During Diegel’s tenure, St. Charles has added two more facilities to its system, leasing Prineville Memorial Hospital starting in 2008, and absorbing Mountain View Hospital in Madras starting in 2013. St. Charles is now building a replacement hospital in Prineville and has opened family medicine clinics in Bend, Redmond, Sisters, Madras and Prineville. The system has built heart and cancer centers on its Bend campus as well, and opened an immediate care clinic.
Despite the success, the mantle of leadership has been hard on Diegel, who has been stung by the harsh words of his critics.
“It has been incredibly lonely,” he said. “You’ve got everyone nipping at your heels, second-guessing every decision that you’ve made, incredibly lonely and stressful, obviously.”
At the end of 2013, Diegel decided it was time to move on. He notified the board of his decision, allowing it time to conduct a search for a new CEO. Joe Sluka, a hospital executive from Rapid City, South Dakota, takes over on Monday.

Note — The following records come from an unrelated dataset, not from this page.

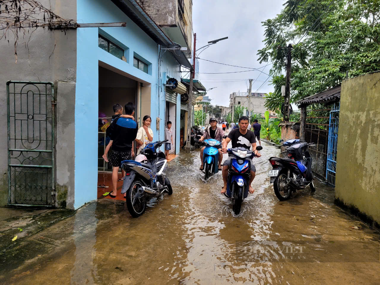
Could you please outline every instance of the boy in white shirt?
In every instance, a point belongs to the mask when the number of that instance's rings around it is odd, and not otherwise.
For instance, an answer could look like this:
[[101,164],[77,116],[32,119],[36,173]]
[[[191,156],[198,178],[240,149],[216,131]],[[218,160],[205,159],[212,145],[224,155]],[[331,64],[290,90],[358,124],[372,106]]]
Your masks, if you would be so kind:
[[165,155],[166,159],[169,160],[169,151],[171,149],[171,145],[173,144],[173,132],[171,130],[171,122],[168,121],[166,123],[167,127],[165,129],[165,139],[168,139],[171,142],[165,144]]

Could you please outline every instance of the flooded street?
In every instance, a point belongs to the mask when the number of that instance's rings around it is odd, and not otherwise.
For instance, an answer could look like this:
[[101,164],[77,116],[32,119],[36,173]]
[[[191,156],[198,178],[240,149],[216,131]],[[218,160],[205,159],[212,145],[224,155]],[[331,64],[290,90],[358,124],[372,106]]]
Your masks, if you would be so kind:
[[314,195],[308,187],[279,201],[267,176],[279,150],[263,147],[255,192],[238,216],[220,194],[221,173],[205,183],[199,150],[181,152],[169,163],[172,196],[151,201],[137,218],[125,202],[85,205],[21,240],[26,252],[2,255],[0,283],[380,283],[378,233],[335,206],[334,189],[318,182]]

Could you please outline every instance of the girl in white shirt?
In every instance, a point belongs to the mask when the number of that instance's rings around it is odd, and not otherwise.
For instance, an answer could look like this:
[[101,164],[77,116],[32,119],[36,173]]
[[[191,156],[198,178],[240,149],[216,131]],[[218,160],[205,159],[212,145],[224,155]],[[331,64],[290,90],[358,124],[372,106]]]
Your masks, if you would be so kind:
[[153,131],[149,127],[152,123],[152,118],[147,115],[142,118],[142,127],[140,127],[137,131],[137,135],[135,141],[137,144],[138,148],[137,154],[147,144],[153,140]]

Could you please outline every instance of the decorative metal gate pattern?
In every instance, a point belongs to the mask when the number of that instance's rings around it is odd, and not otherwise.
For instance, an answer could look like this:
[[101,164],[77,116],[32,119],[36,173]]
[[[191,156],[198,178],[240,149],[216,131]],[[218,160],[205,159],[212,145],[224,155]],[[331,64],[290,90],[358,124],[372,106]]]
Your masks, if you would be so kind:
[[[310,106],[312,108],[313,106]],[[305,139],[315,146],[309,147],[313,159],[312,170],[321,177],[326,173],[328,136],[328,112],[331,109],[308,109],[305,128]]]
[[327,160],[326,167],[326,181],[331,187],[335,187],[335,171],[336,169],[338,127],[339,125],[340,109],[340,103],[336,103],[332,106],[331,111],[330,111],[328,145],[327,147]]
[[8,204],[53,205],[54,84],[10,81],[6,90]]

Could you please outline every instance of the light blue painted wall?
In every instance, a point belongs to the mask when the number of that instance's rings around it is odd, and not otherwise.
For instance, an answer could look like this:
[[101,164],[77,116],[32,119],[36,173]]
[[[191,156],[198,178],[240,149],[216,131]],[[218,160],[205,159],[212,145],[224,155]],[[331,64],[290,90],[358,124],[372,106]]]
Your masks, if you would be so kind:
[[[98,153],[98,96],[99,61],[151,84],[151,113],[154,122],[158,115],[164,117],[165,93],[158,84],[157,44],[109,0],[78,0],[78,23],[127,22],[127,27],[103,28],[102,30],[129,48],[128,62],[98,46],[98,28],[78,29],[77,84],[75,99],[75,179],[74,208],[97,199]],[[152,63],[152,75],[133,66],[134,52]],[[164,86],[163,86],[164,87]],[[163,89],[163,90],[164,90]],[[164,120],[162,120],[161,125]],[[163,127],[161,130],[163,130]],[[155,138],[158,132],[152,128]],[[160,138],[163,137],[161,132]]]
[[[174,78],[178,81],[179,82],[181,81],[181,73],[179,72],[179,65],[176,60],[173,57],[170,52],[165,50],[161,51],[161,58],[162,61],[161,64],[161,71],[162,74],[162,81],[163,81],[165,78],[165,82],[163,82],[163,84],[165,84],[166,83],[167,76],[169,78]],[[163,86],[163,91],[165,90],[165,86]],[[165,100],[165,98],[164,98]],[[164,102],[165,103],[165,101]],[[180,139],[180,115],[181,115],[181,96],[179,95],[177,97],[177,106],[176,110],[176,153],[177,154],[179,153],[179,141]],[[165,109],[163,109],[165,111]],[[162,118],[166,118],[162,117]],[[162,120],[161,122],[162,123],[165,120]],[[165,128],[165,122],[163,122],[163,127]],[[163,136],[162,139],[163,139]]]

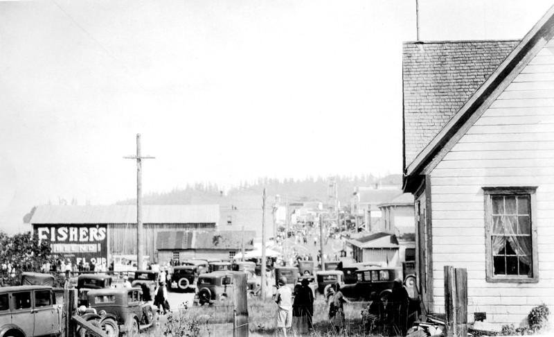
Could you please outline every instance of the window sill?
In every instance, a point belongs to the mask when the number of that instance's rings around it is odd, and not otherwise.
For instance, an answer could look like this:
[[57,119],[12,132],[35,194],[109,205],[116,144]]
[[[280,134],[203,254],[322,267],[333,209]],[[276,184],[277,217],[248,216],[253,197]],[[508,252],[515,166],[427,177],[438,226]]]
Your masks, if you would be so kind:
[[487,282],[490,283],[538,283],[539,277],[487,277]]

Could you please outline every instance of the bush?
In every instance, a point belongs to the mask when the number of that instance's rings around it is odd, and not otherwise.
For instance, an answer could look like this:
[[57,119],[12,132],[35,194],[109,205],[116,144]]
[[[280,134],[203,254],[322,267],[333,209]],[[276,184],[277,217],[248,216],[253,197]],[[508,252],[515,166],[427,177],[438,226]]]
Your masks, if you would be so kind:
[[533,331],[540,330],[548,321],[548,315],[550,315],[550,310],[544,303],[532,309],[531,312],[527,316],[529,327]]

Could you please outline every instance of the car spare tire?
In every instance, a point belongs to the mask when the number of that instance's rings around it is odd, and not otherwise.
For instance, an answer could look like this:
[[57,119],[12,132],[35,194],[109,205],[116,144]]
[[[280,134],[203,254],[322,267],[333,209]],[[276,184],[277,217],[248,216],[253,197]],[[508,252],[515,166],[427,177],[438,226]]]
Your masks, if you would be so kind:
[[189,284],[190,282],[188,281],[188,279],[187,279],[186,277],[181,277],[180,279],[179,279],[179,281],[177,281],[177,286],[179,287],[179,289],[183,289],[183,290],[186,289]]

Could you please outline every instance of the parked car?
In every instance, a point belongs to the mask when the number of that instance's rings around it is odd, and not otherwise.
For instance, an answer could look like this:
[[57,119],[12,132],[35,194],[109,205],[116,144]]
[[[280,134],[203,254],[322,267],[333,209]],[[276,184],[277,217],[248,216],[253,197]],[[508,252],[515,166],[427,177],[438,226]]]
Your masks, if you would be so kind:
[[301,275],[314,275],[315,263],[314,261],[298,261],[298,272]]
[[198,275],[204,274],[204,273],[208,273],[208,267],[209,266],[209,263],[206,260],[199,260],[199,259],[190,259],[190,260],[186,260],[184,261],[181,264],[183,266],[194,266],[198,270]]
[[93,289],[102,289],[111,286],[111,277],[96,274],[83,274],[77,278],[77,305],[88,306],[87,293]]
[[337,282],[341,285],[344,284],[344,273],[341,270],[321,270],[316,273],[316,280],[318,291],[327,297],[328,288],[331,285]]
[[51,286],[0,288],[0,337],[59,335],[60,306]]
[[198,277],[198,270],[194,266],[178,266],[173,268],[171,282],[168,284],[169,289],[184,291],[196,283]]
[[234,294],[233,275],[229,273],[206,273],[199,275],[197,286],[200,305],[224,300]]
[[120,332],[132,336],[152,327],[158,313],[157,307],[143,300],[142,295],[139,288],[114,288],[92,290],[87,296],[90,307],[101,320],[114,320]]
[[367,267],[356,270],[358,282],[345,284],[341,288],[343,295],[353,301],[369,300],[371,293],[375,292],[382,301],[386,301],[391,293],[395,279],[401,270],[388,267]]
[[231,262],[210,262],[208,273],[215,271],[231,271]]
[[145,301],[151,301],[156,295],[156,288],[160,281],[160,273],[154,270],[137,270],[131,283],[133,287],[138,287],[143,291]]
[[283,276],[287,278],[287,284],[285,286],[290,288],[291,291],[294,291],[294,286],[296,285],[300,277],[298,268],[296,267],[276,267],[274,286],[276,288],[274,292],[276,292],[277,282],[279,282],[279,279]]
[[54,275],[42,273],[21,273],[21,286],[54,286]]

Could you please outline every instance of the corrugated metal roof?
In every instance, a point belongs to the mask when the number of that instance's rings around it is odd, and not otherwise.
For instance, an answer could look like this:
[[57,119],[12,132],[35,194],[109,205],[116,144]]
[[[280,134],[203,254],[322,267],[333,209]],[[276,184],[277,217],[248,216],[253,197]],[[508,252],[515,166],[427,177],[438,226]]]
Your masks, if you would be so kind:
[[[217,205],[144,205],[143,223],[217,223]],[[32,224],[136,223],[136,206],[37,207]]]

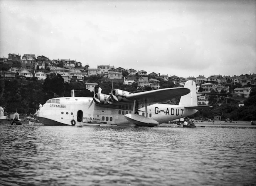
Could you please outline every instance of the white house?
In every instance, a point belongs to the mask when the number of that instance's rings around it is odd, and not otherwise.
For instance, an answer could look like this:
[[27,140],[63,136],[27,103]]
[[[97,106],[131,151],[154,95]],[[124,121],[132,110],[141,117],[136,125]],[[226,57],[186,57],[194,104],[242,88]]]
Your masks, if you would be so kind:
[[250,87],[237,88],[234,90],[234,93],[244,97],[249,97],[251,91],[251,88]]
[[32,73],[27,70],[23,70],[19,72],[20,75],[24,75],[26,77],[33,77]]
[[35,77],[37,77],[39,80],[44,80],[46,79],[46,74],[43,72],[39,71],[35,73]]
[[97,83],[85,83],[85,85],[86,86],[86,89],[91,92],[94,91],[94,87],[98,85]]

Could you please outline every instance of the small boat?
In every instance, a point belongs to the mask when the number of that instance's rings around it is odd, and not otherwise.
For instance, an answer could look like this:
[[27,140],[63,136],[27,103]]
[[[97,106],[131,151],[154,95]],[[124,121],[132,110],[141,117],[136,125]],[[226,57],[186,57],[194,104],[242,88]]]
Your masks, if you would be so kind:
[[184,128],[195,128],[195,125],[182,125],[183,127]]
[[38,125],[41,124],[41,123],[40,122],[37,121],[29,121],[29,124],[31,125]]
[[20,121],[21,119],[18,118],[15,118],[13,119],[12,123],[11,123],[11,125],[21,125],[21,122]]
[[25,117],[24,118],[26,120],[29,120],[30,121],[30,119],[34,119],[35,118],[33,118],[33,117],[31,117],[30,116],[28,116],[27,117]]
[[0,124],[8,123],[11,120],[6,116],[0,116]]

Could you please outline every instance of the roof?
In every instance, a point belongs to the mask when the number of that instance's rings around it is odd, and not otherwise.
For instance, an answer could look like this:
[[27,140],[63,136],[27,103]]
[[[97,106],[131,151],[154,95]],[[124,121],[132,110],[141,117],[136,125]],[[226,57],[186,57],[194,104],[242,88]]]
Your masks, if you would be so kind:
[[236,88],[234,90],[249,90],[251,89],[251,87],[244,87],[243,88]]
[[23,56],[26,56],[26,57],[31,57],[35,58],[35,54],[24,54]]
[[145,71],[145,70],[140,70],[139,71],[138,71],[138,73],[139,72],[146,72],[147,73],[147,71]]
[[204,76],[203,76],[202,75],[199,75],[197,77],[197,78],[205,78],[205,79],[206,79],[206,78]]
[[98,84],[97,83],[85,83],[86,85],[98,85]]

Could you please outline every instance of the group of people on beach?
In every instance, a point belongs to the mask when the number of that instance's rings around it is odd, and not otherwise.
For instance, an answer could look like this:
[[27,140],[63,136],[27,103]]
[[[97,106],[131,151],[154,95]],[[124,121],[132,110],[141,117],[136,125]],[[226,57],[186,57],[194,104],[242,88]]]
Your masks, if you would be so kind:
[[185,119],[183,124],[184,125],[195,125],[194,121],[192,121],[188,117]]

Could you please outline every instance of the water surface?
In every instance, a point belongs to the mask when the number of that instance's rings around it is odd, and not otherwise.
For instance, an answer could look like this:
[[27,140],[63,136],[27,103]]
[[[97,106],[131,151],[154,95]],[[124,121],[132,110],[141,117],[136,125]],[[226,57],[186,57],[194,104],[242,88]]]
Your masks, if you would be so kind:
[[256,128],[0,126],[0,184],[256,184]]

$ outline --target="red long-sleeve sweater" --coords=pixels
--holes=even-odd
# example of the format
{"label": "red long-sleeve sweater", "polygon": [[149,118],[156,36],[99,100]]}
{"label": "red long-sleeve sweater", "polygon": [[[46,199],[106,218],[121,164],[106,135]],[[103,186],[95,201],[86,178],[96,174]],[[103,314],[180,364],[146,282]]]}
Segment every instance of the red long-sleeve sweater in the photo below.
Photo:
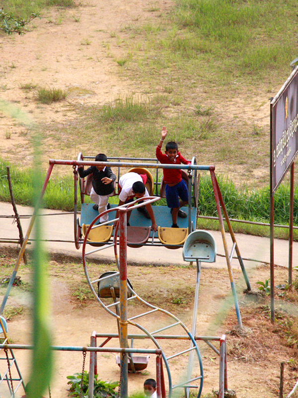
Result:
{"label": "red long-sleeve sweater", "polygon": [[[169,165],[190,165],[191,162],[186,160],[178,151],[176,157],[176,162],[172,162],[167,155],[162,153],[159,146],[156,147],[156,158],[159,162],[163,164]],[[163,180],[166,184],[178,184],[182,180],[181,171],[180,169],[163,169]]]}

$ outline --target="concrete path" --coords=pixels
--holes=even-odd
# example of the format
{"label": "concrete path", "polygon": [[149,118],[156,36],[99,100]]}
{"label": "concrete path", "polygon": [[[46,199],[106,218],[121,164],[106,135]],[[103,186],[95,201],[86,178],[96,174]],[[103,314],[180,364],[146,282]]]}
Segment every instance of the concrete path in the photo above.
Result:
{"label": "concrete path", "polygon": [[[17,206],[20,215],[31,215],[32,208],[23,206]],[[44,239],[49,240],[67,240],[69,243],[49,241],[45,242],[46,248],[51,253],[59,253],[62,254],[81,257],[81,247],[76,250],[74,243],[74,215],[67,214],[59,210],[45,209],[43,213],[47,214],[42,217],[44,228]],[[52,214],[52,215],[50,215]],[[18,238],[18,229],[16,223],[13,219],[4,218],[3,216],[13,215],[12,206],[9,203],[0,203],[0,240],[4,238]],[[21,220],[24,236],[26,234],[30,223],[30,218],[22,218]],[[217,245],[218,256],[215,264],[202,263],[204,267],[226,267],[224,257],[218,254],[224,254],[224,246],[220,232],[210,231],[216,240]],[[229,234],[226,234],[226,240],[230,251],[232,240]],[[253,259],[260,261],[270,262],[270,240],[268,238],[252,236],[243,234],[236,234],[236,239],[241,255],[243,259]],[[34,238],[33,232],[30,237]],[[1,245],[14,246],[14,244],[0,243]],[[32,247],[28,246],[29,247]],[[109,248],[92,255],[96,258],[102,259],[104,262],[114,261],[114,250]],[[287,240],[276,239],[275,241],[275,263],[276,264],[288,266],[289,257],[289,242]],[[187,265],[182,259],[182,248],[169,250],[164,247],[143,246],[139,248],[128,247],[128,262],[129,264],[143,263],[156,265]],[[293,244],[293,266],[298,265],[298,243]],[[255,262],[244,261],[246,268],[254,267],[257,264]],[[233,267],[239,267],[237,260],[233,260]]]}

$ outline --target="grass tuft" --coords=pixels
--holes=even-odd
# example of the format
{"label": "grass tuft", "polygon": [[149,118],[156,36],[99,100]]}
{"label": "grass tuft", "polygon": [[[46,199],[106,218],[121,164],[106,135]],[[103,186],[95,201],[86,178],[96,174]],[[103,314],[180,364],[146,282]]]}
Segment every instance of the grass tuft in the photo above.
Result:
{"label": "grass tuft", "polygon": [[63,101],[67,97],[67,92],[61,89],[40,87],[37,91],[37,100],[42,103],[50,104]]}

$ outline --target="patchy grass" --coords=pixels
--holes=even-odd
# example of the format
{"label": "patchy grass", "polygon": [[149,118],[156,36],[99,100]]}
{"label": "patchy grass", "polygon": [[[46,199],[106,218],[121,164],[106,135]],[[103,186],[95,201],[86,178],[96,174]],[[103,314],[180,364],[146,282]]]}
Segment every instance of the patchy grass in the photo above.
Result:
{"label": "patchy grass", "polygon": [[64,100],[67,94],[67,91],[62,89],[40,87],[37,90],[36,100],[41,103],[49,104]]}

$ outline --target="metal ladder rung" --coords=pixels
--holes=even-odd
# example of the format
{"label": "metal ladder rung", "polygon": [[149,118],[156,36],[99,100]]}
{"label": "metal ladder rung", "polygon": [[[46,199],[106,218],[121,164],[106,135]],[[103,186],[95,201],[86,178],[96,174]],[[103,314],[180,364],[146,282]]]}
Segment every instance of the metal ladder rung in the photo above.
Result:
{"label": "metal ladder rung", "polygon": [[[92,242],[92,243],[102,243],[102,242]],[[95,249],[94,250],[91,250],[90,252],[87,252],[85,253],[85,255],[88,256],[88,254],[92,254],[92,253],[96,253],[96,252],[99,252],[100,250],[104,250],[105,249],[107,249],[108,247],[111,247],[112,246],[114,246],[114,243],[110,243],[108,245],[104,245],[101,247],[99,247],[98,249]]]}
{"label": "metal ladder rung", "polygon": [[163,327],[162,329],[158,329],[157,330],[154,330],[154,332],[152,332],[150,333],[150,334],[156,334],[157,333],[159,333],[159,332],[162,331],[162,330],[165,330],[167,329],[169,329],[170,327],[172,327],[173,326],[175,326],[177,325],[181,325],[181,322],[176,322],[176,323],[172,323],[171,325],[169,325],[167,326],[165,326],[165,327]]}
{"label": "metal ladder rung", "polygon": [[181,352],[178,352],[177,354],[174,354],[173,355],[171,355],[169,357],[167,358],[167,360],[168,359],[171,359],[172,358],[175,358],[175,357],[178,357],[178,355],[181,355],[182,354],[185,354],[186,352],[189,352],[189,351],[191,351],[193,350],[195,350],[196,347],[192,347],[191,348],[188,348],[187,350],[185,350],[184,351],[181,351]]}
{"label": "metal ladder rung", "polygon": [[91,281],[91,283],[96,283],[96,282],[99,282],[99,281],[104,281],[105,279],[108,279],[109,278],[112,278],[112,277],[116,277],[118,275],[120,275],[120,272],[115,272],[115,274],[113,274],[112,275],[108,275],[106,277],[104,277],[103,278],[99,278],[98,279],[95,279],[95,281]]}
{"label": "metal ladder rung", "polygon": [[[187,381],[184,382],[184,383],[181,383],[180,384],[177,384],[176,386],[173,386],[172,388],[173,389],[174,389],[178,388],[178,387],[188,387],[189,386],[188,385],[188,385],[188,383],[191,383],[192,382],[195,382],[196,380],[198,380],[199,379],[202,379],[202,378],[203,378],[203,376],[198,376],[197,377],[195,377],[194,379],[192,379],[190,380],[187,380]],[[191,386],[191,387],[192,387],[192,386]]]}
{"label": "metal ladder rung", "polygon": [[[128,301],[129,300],[132,300],[133,298],[135,298],[136,297],[138,297],[137,295],[133,296],[131,297],[129,297],[129,298],[127,299],[127,301]],[[112,304],[109,304],[108,305],[106,305],[105,306],[107,308],[109,308],[109,307],[112,307],[113,305],[117,305],[117,304],[120,303],[120,301],[116,301],[116,302],[113,302],[112,303]]]}
{"label": "metal ladder rung", "polygon": [[158,310],[158,308],[155,308],[155,309],[152,309],[151,311],[148,311],[147,312],[143,312],[143,314],[140,314],[140,315],[136,315],[135,316],[132,316],[131,318],[129,318],[128,320],[132,320],[133,319],[136,319],[137,318],[140,318],[141,316],[144,316],[145,315],[148,315],[148,314],[151,314],[152,312],[155,312]]}

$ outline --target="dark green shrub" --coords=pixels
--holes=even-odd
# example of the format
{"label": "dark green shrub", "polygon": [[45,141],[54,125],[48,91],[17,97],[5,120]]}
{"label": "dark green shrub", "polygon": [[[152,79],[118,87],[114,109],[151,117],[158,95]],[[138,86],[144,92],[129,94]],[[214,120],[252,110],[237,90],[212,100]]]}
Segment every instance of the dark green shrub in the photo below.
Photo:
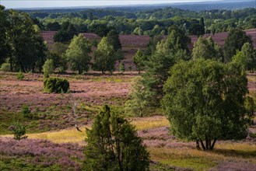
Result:
{"label": "dark green shrub", "polygon": [[24,79],[24,74],[21,72],[19,72],[18,74],[17,74],[17,79],[19,79],[19,80],[22,80]]}
{"label": "dark green shrub", "polygon": [[9,63],[3,63],[1,65],[0,71],[2,71],[2,72],[9,72],[10,71],[10,65]]}
{"label": "dark green shrub", "polygon": [[149,152],[135,127],[108,106],[86,132],[85,170],[148,170]]}
{"label": "dark green shrub", "polygon": [[14,139],[16,140],[21,140],[21,139],[26,139],[27,136],[25,136],[26,134],[26,126],[22,125],[19,120],[17,122],[14,123],[11,126],[11,129],[12,130],[12,132],[14,134]]}
{"label": "dark green shrub", "polygon": [[69,90],[69,82],[67,79],[59,78],[48,78],[44,81],[45,92],[62,93]]}

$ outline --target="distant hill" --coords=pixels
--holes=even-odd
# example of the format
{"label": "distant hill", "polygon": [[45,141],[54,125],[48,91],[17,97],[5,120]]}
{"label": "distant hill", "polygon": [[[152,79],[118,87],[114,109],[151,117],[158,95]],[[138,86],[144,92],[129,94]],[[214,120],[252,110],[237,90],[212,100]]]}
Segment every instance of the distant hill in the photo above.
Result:
{"label": "distant hill", "polygon": [[183,2],[183,3],[166,3],[159,5],[115,5],[115,6],[84,6],[84,7],[58,7],[58,8],[31,8],[19,9],[24,12],[75,12],[90,9],[114,9],[125,12],[138,12],[141,10],[149,10],[164,7],[174,7],[181,9],[191,11],[202,11],[211,9],[238,9],[244,8],[255,8],[255,0],[223,0],[216,2]]}

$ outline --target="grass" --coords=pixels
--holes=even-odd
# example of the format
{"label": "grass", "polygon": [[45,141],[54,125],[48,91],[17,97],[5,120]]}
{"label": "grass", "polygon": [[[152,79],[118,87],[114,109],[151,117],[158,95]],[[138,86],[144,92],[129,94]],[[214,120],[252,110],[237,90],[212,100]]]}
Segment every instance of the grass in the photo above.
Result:
{"label": "grass", "polygon": [[76,129],[65,129],[58,131],[51,131],[38,134],[29,134],[29,138],[47,139],[54,143],[79,143],[84,145],[86,138],[86,128],[81,128],[82,132]]}
{"label": "grass", "polygon": [[193,170],[208,170],[224,161],[247,161],[256,163],[256,145],[254,143],[217,141],[212,152],[195,148],[148,147],[151,159],[170,166]]}
{"label": "grass", "polygon": [[[88,106],[86,106],[88,107]],[[163,117],[142,117],[132,121],[138,130],[145,130],[154,127],[167,126],[168,120]],[[89,128],[89,127],[86,127]],[[86,138],[86,127],[81,127],[82,132],[78,131],[75,127],[65,129],[61,131],[48,131],[37,134],[27,134],[29,138],[47,139],[55,143],[79,143],[84,145],[84,140]],[[4,135],[12,137],[13,135]]]}

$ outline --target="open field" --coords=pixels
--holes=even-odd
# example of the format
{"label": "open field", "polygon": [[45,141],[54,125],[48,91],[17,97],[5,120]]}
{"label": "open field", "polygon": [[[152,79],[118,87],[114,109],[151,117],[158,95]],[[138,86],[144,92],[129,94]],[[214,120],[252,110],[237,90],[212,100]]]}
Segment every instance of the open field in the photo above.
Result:
{"label": "open field", "polygon": [[[120,110],[128,98],[135,72],[102,75],[89,72],[54,75],[70,82],[71,94],[46,93],[43,75],[0,72],[0,169],[81,170],[86,145],[85,127],[103,104]],[[256,75],[248,74],[251,96],[256,97]],[[77,101],[79,132],[69,117],[72,98]],[[28,104],[33,117],[24,118],[23,104]],[[219,141],[212,152],[198,151],[195,142],[181,141],[170,134],[164,116],[128,117],[150,152],[151,170],[256,170],[256,141]],[[8,127],[19,120],[28,128],[28,139],[12,139]],[[254,127],[251,128],[255,131]]]}

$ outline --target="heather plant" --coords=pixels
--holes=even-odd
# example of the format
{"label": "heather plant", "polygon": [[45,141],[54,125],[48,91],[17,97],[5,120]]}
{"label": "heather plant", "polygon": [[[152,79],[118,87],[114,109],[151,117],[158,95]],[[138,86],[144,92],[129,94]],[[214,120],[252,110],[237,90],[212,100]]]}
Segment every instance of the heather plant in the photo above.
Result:
{"label": "heather plant", "polygon": [[[23,166],[22,170],[81,170],[84,159],[82,149],[83,147],[75,143],[57,144],[41,139],[18,141],[0,138],[0,155],[7,156],[6,162],[3,161],[5,168],[9,169],[6,170],[21,169],[21,165],[13,163],[13,160],[19,160],[17,162]],[[2,170],[5,166],[1,165],[1,162]]]}
{"label": "heather plant", "polygon": [[125,113],[129,116],[143,117],[149,104],[148,99],[154,93],[146,89],[141,77],[135,77],[132,85],[130,99],[124,104]]}
{"label": "heather plant", "polygon": [[46,60],[43,66],[43,72],[44,72],[44,78],[47,78],[47,75],[52,74],[54,72],[54,60],[52,59]]}
{"label": "heather plant", "polygon": [[69,82],[67,79],[60,78],[48,78],[44,80],[45,92],[65,93],[69,90]]}
{"label": "heather plant", "polygon": [[104,106],[87,130],[86,170],[148,170],[142,140],[125,119]]}
{"label": "heather plant", "polygon": [[0,71],[2,71],[2,72],[9,72],[10,71],[10,65],[9,63],[3,63],[1,65]]}
{"label": "heather plant", "polygon": [[11,129],[14,134],[14,139],[21,140],[26,139],[27,136],[26,136],[26,126],[22,125],[19,120],[15,122],[12,126]]}
{"label": "heather plant", "polygon": [[218,139],[246,136],[248,89],[244,70],[198,59],[174,65],[170,74],[162,105],[174,135],[195,141],[204,150],[213,149]]}
{"label": "heather plant", "polygon": [[121,62],[121,64],[119,65],[119,70],[121,73],[125,72],[125,67],[124,67],[124,62]]}
{"label": "heather plant", "polygon": [[19,72],[17,74],[17,79],[22,80],[24,79],[24,74],[22,72]]}
{"label": "heather plant", "polygon": [[29,106],[26,104],[24,104],[22,106],[21,113],[23,115],[24,117],[27,117],[27,118],[30,118],[30,119],[33,117],[31,110],[30,110]]}

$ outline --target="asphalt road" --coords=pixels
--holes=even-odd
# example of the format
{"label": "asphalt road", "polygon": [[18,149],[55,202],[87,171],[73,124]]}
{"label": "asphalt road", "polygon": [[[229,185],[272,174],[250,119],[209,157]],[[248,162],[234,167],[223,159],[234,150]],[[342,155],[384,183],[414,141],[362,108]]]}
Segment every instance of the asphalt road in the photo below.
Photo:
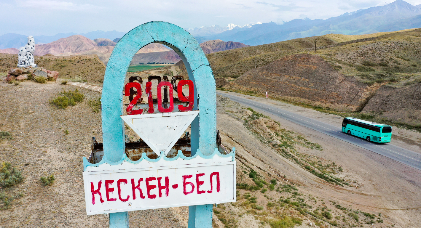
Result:
{"label": "asphalt road", "polygon": [[330,136],[340,139],[362,148],[381,154],[419,170],[421,170],[421,154],[390,143],[368,142],[342,132],[341,126],[327,124],[313,119],[247,99],[241,96],[217,91],[218,94],[227,97],[253,109],[259,110],[291,121]]}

Diegel is officially a hospital employee until the end of the year and will be available to Sluka if needed. Then in January, Diegel plans to take some time for himself and do a lot of skiing, before he and Vicky head to the house they own in the Philippines in February.
He has no immediate plans to retire fully, and is considering many options for his next job. He’s been invited to serve on the faculty of the Institute for Healthcare Improvement and to be a senior fellow at the Health Research & Educational Trust. Both organizations are focused on transforming the nation’s health care system. He hasn’t ruled out taking on another hospital CEO role or leaving Central Oregon.
“I’ve told him it doesn’t have to be this kind of job, because he’s really aged since he got this job,” his wife said. “I’ve seen him kind of struggle with some issues.”
On the other hand, Diegel entered his final days at St. Charles somewhat rejuvenated. At the urging of his wife, he started taking better care of himself this year. He changed his diet and exercise and has lost 40 pounds. He’s had more than a year to prepare for his departure, but expected plenty of emotion in his last few days.
“This is hard, sitting in this job in the last year knowing I will be stepping down,” he said. “Now I’m kind of excited to be done. It’s really hard to hold the job, but it’s really hard after 20 years to let go.”